Shifting redox states of the iron center partitions CDO between crosslink formation or cysteine oxidation.

Cysteine dioxygenase (CDO) is a mononuclear iron-dependent enzyme that catalyzes the oxidation of L-cysteine to L-cysteine sulfinic acid. The mammalian CDO enzymes contain a thioether crosslink between Cys93 and Tyr157, and purified recombinant CDO exists as a mixture of the crosslinked and non crosslinked isoforms. The current study presents a method of expressing homogenously non crosslinked CDO using a cell permeative metal chelator in order to provide a comprehensive investigation of the non crosslinked and crosslinked isoforms.

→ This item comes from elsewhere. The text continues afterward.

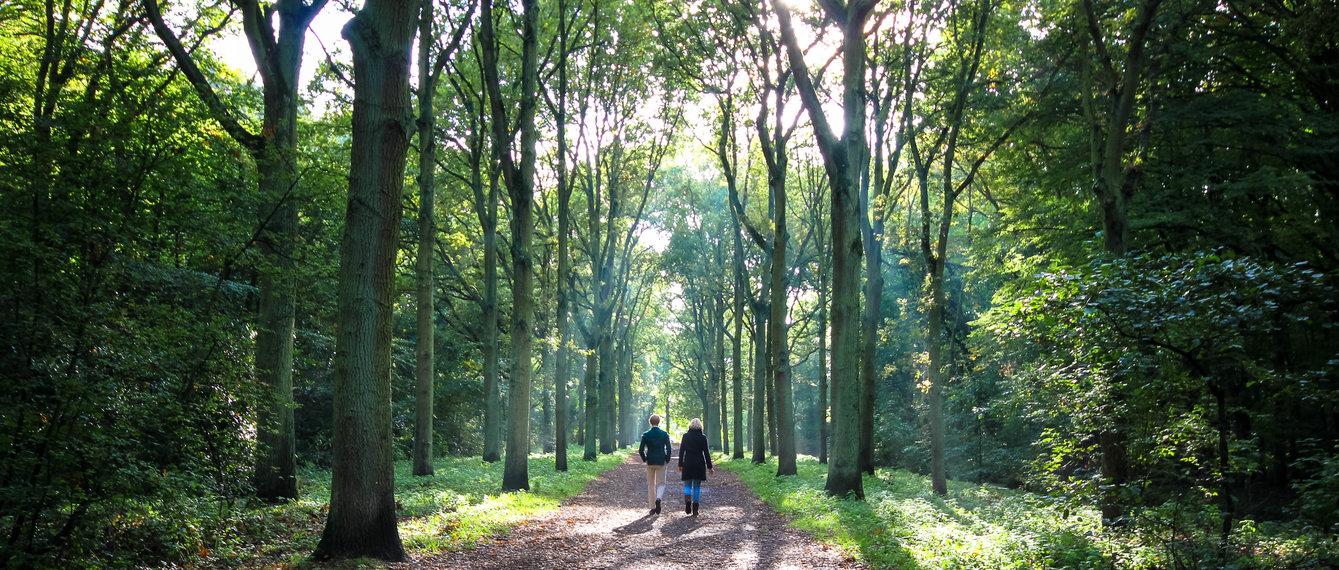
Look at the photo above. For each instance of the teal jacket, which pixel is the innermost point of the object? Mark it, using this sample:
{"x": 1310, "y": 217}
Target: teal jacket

Electron paramagnetic resonance analysis of purified non crosslinked CDO revealed that the iron was in the EPR silent Fe(II) form. Activity of non crosslinked CDO monitoring dioxygen utilization showed a distinct lag phase, which correlated with crosslink formation. Generation of homogenously crosslinked CDO resulted in an ∼5-fold higher kcat/Km value compared to the enzyme with a heterogenous mixture of crosslinked and non crosslinked CDO isoforms. EPR analysis of homogenously crosslinked CDO revealed that this isoform exists in the Fe(III) form. These studies present a new perspective on the redox properties of the active site iron and demonstrate that a redox switch commits CDO towards either formation of the Cys93-Tyr157 crosslink or oxidation of the cysteine substrate.